Sites internet sur-mesure
Quand refaire son site internet
Sur le mois d’août 2026 en France, StatCounter a relevé 52,98 % des consultations de pages depuis un ordinateur, 44,59 % depuis un téléphone et 2,43 % depuis une tablette. Aucune de ces trois valeurs ne décrit votre audience, et c’est à cela qu’elles servent : votre outil de mesure vous donne la vôtre, et l’écart entre les deux fait partie des relevés qui situent le moment d’une refonte. Aucune durée standard ne le fixe à votre place, et la durée de vie d’un site tient à ce qui y a été fait depuis la mise en ligne bien plus qu’à son âge. Un site qui reçoit encore des visites n’envoie aucun signal d’arrêt, et c’est ce qui rend la décision difficile à dater. Deux échéances la datent pourtant depuis l’extérieur, quatre relevés la situent chez vous, et un test tranche entre une mise à jour, une reprise ciblée et une refonte complète : de quoi savoir quand refaire son site internet plutôt que de le deviner.
Deux dates que votre site porte sans que vous les ayez fixées
Ces deux dates sont écrites dans un calendrier de versions publié à l’avance et dans un décret. Ni votre budget ni l’état de votre site ne les déplacent.
La version de PHP qui fait tourner vos pages, et sa sortie du support
Si votre site tourne sur PHP, le langage de programmation dans lequel vos pages sont écrites, ses versions suivent un calendrier publié à l’avance : deux ans de corrections complètes, puis deux ans de correctifs de sécurité critiques seulement. La version 8.2 a quitté le support actif le 31 décembre 2024 et sort du support de sécurité le 31 décembre 2026. La 8.3 a quitté le support actif le 31 décembre 2025, la 8.4 le quittera le 31 décembre 2026. La 8.1 ne figure plus dans les versions maintenues.
Passé la date de fin du support de sécurité, votre hébergeur continue de servir vos pages et le groupe PHP ne publie plus de correctif pour cette branche. Demandez à votre prestataire actuel, ou à votre hébergeur, quelle version fait tourner votre site aujourd’hui et à quelle date elle sort du support.
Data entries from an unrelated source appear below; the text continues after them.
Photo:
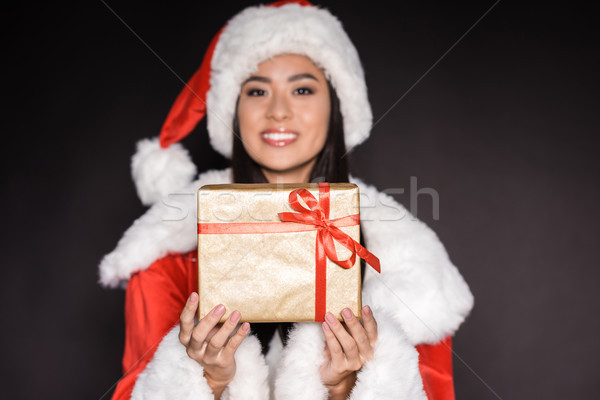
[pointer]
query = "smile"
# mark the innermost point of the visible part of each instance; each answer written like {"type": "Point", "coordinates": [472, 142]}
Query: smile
{"type": "Point", "coordinates": [278, 139]}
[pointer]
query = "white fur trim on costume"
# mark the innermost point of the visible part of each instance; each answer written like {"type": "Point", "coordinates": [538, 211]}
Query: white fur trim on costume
{"type": "Point", "coordinates": [298, 375]}
{"type": "Point", "coordinates": [418, 283]}
{"type": "Point", "coordinates": [393, 373]}
{"type": "Point", "coordinates": [167, 226]}
{"type": "Point", "coordinates": [259, 33]}
{"type": "Point", "coordinates": [173, 375]}
{"type": "Point", "coordinates": [158, 172]}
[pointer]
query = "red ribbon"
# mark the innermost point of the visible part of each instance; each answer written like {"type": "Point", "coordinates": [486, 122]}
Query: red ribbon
{"type": "Point", "coordinates": [317, 215]}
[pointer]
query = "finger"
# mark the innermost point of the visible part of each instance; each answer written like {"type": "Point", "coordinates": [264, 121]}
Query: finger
{"type": "Point", "coordinates": [186, 318]}
{"type": "Point", "coordinates": [236, 340]}
{"type": "Point", "coordinates": [359, 333]}
{"type": "Point", "coordinates": [334, 349]}
{"type": "Point", "coordinates": [346, 341]}
{"type": "Point", "coordinates": [206, 324]}
{"type": "Point", "coordinates": [212, 332]}
{"type": "Point", "coordinates": [370, 324]}
{"type": "Point", "coordinates": [218, 341]}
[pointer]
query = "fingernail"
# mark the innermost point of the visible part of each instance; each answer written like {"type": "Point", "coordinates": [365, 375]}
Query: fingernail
{"type": "Point", "coordinates": [235, 317]}
{"type": "Point", "coordinates": [219, 310]}
{"type": "Point", "coordinates": [347, 314]}
{"type": "Point", "coordinates": [193, 297]}
{"type": "Point", "coordinates": [245, 327]}
{"type": "Point", "coordinates": [330, 318]}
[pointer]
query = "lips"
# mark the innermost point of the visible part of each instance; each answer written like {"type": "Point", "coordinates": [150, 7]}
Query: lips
{"type": "Point", "coordinates": [279, 138]}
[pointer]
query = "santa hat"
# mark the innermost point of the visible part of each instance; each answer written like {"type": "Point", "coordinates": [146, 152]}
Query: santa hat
{"type": "Point", "coordinates": [161, 166]}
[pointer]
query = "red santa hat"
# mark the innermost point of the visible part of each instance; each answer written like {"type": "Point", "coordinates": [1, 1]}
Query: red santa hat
{"type": "Point", "coordinates": [161, 165]}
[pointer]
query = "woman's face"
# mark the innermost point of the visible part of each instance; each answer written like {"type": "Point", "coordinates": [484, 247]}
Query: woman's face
{"type": "Point", "coordinates": [283, 114]}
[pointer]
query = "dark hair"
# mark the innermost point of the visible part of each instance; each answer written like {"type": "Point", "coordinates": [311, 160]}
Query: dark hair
{"type": "Point", "coordinates": [331, 165]}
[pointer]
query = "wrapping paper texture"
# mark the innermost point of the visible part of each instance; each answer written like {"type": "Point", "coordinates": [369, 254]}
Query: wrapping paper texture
{"type": "Point", "coordinates": [270, 277]}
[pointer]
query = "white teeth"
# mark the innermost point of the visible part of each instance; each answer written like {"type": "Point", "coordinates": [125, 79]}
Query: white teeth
{"type": "Point", "coordinates": [279, 136]}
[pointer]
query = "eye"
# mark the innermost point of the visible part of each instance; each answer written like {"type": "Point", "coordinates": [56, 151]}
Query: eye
{"type": "Point", "coordinates": [303, 91]}
{"type": "Point", "coordinates": [256, 92]}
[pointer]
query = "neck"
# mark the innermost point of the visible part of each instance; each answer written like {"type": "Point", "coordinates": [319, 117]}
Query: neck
{"type": "Point", "coordinates": [296, 175]}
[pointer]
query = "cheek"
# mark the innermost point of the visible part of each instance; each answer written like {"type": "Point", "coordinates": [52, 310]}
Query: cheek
{"type": "Point", "coordinates": [245, 120]}
{"type": "Point", "coordinates": [319, 120]}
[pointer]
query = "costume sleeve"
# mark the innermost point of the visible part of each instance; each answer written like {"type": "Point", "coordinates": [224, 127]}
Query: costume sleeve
{"type": "Point", "coordinates": [156, 365]}
{"type": "Point", "coordinates": [435, 364]}
{"type": "Point", "coordinates": [392, 374]}
{"type": "Point", "coordinates": [153, 300]}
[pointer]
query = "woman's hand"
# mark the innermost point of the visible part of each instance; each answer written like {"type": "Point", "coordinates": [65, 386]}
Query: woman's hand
{"type": "Point", "coordinates": [209, 343]}
{"type": "Point", "coordinates": [347, 350]}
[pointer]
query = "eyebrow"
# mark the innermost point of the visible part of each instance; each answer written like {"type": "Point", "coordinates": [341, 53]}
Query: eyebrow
{"type": "Point", "coordinates": [292, 78]}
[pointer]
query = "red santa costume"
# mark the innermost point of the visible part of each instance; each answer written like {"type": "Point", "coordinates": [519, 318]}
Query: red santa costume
{"type": "Point", "coordinates": [419, 300]}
La réponse tient en une ligne. C’est votre première date. Cette fin de support technique ne commande pas une refonte à elle seule, puisqu’un site dont la structure tient encore se remet à niveau sans être redessiné. Elle fixe le mois à partir duquel une intervention devient nécessaire.
Le décret d’accessibilité, si vos pages vendent ou encaissent
Le décret du 9 octobre 2023 fixe en droit français les exigences d’accessibilité issues de la directive européenne sur l’accessibilité des produits et des services. Il s’applique depuis le 28 juin 2025 aux services qu’il énumère : les services de communications électroniques, l’accès aux services de médias audiovisuels, des éléments de services de transport de voyageurs, les contrats et services bancaires fournis aux consommateurs, et le commerce électronique. L’accessibilité numérique désigne ce qui rend vos pages utilisables par un visiteur qui ne voit pas l’écran, n’entend pas le son, ou ne se sert pas d’une souris, et elle se juge sur le code des pages autant que sur leur graphisme.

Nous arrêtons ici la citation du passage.